An ad for the perfect vintage TV, the Pye Red Box
Yes, the prices had come down as the technology matured but it wasn’t like today, where you can walk into a store and come out with a $200 55-inch TV – the screens were small.
Take a look at this page from People’s History for a list of consumer goods prices in the 80s and check out just how creative TVs were back then.
For $80 you could buy a tiny clock radio TV but if you wanted a high-end stereo sound TV you’d have to pony up as much as $700.
A Sony SuperBeta HiFi theater, aka an entertainment center with a TV and high-end speakers? About $1500. A home entertainment center complete with a “computerized” remote control? $5000.
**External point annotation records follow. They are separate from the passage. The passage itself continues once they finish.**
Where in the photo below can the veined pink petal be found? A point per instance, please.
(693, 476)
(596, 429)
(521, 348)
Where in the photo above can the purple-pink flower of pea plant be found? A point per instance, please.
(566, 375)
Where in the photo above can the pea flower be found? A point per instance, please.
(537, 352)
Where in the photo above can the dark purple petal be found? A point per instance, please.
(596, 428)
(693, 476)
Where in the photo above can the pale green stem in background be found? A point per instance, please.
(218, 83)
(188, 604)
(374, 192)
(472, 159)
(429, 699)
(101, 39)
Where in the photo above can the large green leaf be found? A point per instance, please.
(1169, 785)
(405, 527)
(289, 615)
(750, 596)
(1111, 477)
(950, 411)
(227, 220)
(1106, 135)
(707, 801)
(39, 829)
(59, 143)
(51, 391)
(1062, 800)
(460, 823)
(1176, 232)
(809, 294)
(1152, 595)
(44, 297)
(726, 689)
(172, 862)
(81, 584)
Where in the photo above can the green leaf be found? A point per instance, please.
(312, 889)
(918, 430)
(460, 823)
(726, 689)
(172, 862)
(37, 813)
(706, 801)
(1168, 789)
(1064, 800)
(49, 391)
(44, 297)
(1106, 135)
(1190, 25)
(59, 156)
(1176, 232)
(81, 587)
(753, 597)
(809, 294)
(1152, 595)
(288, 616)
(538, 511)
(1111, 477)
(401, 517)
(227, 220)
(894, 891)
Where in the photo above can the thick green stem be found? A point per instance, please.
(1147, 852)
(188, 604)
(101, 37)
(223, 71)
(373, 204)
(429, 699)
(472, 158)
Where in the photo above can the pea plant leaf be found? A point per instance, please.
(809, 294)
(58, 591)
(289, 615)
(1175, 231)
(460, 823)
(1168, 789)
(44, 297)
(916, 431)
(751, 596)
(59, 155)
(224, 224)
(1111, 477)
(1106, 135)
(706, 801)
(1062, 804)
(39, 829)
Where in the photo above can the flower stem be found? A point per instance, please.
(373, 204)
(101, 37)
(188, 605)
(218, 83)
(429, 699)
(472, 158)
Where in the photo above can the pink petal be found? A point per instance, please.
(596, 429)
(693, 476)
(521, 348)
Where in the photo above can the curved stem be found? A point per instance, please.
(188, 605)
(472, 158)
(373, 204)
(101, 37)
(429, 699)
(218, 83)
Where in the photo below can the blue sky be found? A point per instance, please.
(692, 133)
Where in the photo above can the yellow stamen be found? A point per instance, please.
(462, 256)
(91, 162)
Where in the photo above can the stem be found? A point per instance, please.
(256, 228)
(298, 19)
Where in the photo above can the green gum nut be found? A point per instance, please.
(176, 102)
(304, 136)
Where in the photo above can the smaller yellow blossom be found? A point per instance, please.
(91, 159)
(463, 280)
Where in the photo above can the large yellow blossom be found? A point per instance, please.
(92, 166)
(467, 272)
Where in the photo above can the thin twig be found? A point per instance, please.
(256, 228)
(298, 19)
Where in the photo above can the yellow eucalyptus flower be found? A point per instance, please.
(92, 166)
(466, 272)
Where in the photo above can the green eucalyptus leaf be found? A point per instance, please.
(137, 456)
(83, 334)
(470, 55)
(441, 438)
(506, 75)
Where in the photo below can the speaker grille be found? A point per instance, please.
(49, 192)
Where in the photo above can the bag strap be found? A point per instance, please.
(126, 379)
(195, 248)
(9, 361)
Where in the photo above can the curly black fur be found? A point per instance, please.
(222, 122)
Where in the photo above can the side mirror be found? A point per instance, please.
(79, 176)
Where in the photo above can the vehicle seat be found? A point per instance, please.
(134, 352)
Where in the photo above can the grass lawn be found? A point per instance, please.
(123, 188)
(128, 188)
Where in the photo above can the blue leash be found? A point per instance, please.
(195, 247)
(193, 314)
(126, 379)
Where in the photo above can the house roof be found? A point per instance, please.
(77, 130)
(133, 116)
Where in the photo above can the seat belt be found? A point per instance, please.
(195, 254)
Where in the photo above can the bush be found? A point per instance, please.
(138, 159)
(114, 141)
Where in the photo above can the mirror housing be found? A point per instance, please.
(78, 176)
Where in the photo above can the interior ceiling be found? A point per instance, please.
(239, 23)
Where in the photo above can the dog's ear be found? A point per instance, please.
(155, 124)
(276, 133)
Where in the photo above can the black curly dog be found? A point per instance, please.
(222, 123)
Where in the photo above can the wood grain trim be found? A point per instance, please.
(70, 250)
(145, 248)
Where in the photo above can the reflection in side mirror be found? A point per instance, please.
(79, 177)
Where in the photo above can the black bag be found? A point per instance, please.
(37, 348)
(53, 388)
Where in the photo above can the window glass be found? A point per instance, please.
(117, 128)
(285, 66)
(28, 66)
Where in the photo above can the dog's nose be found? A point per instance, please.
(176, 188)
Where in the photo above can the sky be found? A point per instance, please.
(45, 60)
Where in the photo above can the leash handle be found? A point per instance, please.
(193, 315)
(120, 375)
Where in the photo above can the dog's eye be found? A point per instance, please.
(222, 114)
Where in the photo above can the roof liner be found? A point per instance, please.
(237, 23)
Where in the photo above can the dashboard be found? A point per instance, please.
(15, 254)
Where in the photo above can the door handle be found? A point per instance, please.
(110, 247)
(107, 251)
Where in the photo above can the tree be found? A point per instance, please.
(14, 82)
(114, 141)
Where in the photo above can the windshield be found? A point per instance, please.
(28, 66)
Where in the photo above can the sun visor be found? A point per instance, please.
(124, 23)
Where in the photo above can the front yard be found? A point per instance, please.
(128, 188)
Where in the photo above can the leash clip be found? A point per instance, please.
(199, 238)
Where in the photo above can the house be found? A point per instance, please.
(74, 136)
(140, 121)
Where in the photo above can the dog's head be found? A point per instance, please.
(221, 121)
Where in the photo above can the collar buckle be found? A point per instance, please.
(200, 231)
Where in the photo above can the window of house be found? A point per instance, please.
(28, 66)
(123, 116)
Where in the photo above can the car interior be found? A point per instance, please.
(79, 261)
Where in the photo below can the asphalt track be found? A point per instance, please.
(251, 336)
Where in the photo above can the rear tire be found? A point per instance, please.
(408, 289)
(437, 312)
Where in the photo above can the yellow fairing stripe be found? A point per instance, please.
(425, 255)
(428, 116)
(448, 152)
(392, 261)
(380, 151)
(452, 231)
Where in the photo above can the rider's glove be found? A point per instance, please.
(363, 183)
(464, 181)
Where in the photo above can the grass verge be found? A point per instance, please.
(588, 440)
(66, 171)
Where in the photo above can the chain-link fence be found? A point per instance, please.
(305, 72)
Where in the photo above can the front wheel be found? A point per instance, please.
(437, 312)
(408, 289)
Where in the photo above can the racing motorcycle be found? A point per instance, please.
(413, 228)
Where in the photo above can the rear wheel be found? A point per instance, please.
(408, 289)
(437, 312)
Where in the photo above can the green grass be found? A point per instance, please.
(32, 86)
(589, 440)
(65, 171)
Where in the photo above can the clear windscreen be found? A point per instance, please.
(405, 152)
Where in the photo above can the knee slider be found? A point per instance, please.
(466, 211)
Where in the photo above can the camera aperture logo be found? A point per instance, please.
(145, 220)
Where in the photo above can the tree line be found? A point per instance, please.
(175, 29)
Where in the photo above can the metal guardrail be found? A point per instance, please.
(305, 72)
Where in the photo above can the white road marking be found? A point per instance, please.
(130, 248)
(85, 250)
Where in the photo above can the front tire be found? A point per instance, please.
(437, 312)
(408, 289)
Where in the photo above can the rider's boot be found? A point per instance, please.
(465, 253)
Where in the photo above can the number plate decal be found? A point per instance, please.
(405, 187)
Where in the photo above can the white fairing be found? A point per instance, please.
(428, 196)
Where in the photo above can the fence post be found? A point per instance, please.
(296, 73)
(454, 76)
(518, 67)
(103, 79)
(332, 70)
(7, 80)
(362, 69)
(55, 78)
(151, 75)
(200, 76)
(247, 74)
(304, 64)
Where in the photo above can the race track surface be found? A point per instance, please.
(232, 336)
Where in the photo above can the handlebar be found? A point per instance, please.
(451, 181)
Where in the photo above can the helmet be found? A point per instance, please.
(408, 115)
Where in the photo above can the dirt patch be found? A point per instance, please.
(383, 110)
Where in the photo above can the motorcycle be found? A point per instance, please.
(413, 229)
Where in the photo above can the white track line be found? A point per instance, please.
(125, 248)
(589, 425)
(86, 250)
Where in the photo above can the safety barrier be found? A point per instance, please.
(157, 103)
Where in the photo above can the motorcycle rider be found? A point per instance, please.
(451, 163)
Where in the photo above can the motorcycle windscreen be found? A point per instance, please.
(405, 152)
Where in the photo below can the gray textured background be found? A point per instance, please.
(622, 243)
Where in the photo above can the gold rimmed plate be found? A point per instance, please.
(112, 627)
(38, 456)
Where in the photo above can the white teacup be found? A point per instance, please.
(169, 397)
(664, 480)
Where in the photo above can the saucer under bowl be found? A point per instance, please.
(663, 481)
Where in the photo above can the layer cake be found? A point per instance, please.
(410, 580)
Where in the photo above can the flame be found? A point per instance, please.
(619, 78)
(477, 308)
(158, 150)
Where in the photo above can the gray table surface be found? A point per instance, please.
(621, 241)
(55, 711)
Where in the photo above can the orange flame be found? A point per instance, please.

Still, 80s TV is still some of the best entertainment you can still watch today, with incredible dramas and comedies that still stand the test of time. This site has some of the best 80s TV shows compiled in a list, and we highly recommend you don’t just stop at M.A.S.H. or Roseanne. If you’re there, give The Jeffersons and Laverne & Shirley and Chance!
The 80s were an exciting time for technology and entertainment, no doubt about it.
Fast forward to the 90s and prices had dropped even further, but aesthetics followed a similar downward trend.
If in the previous decades TVs doubled as furniture, luxurious furniture at that, by the 90s the grey box trend was in full swing. To drive prices down, TV manufacturers had to streamline design, and the result was an uniformity of look that’s still prevalent today.
Yes, they went from bulky to sleek, but that retro look is something that’s sorely missed.
What about you, what was your first TV like? Any fond memories?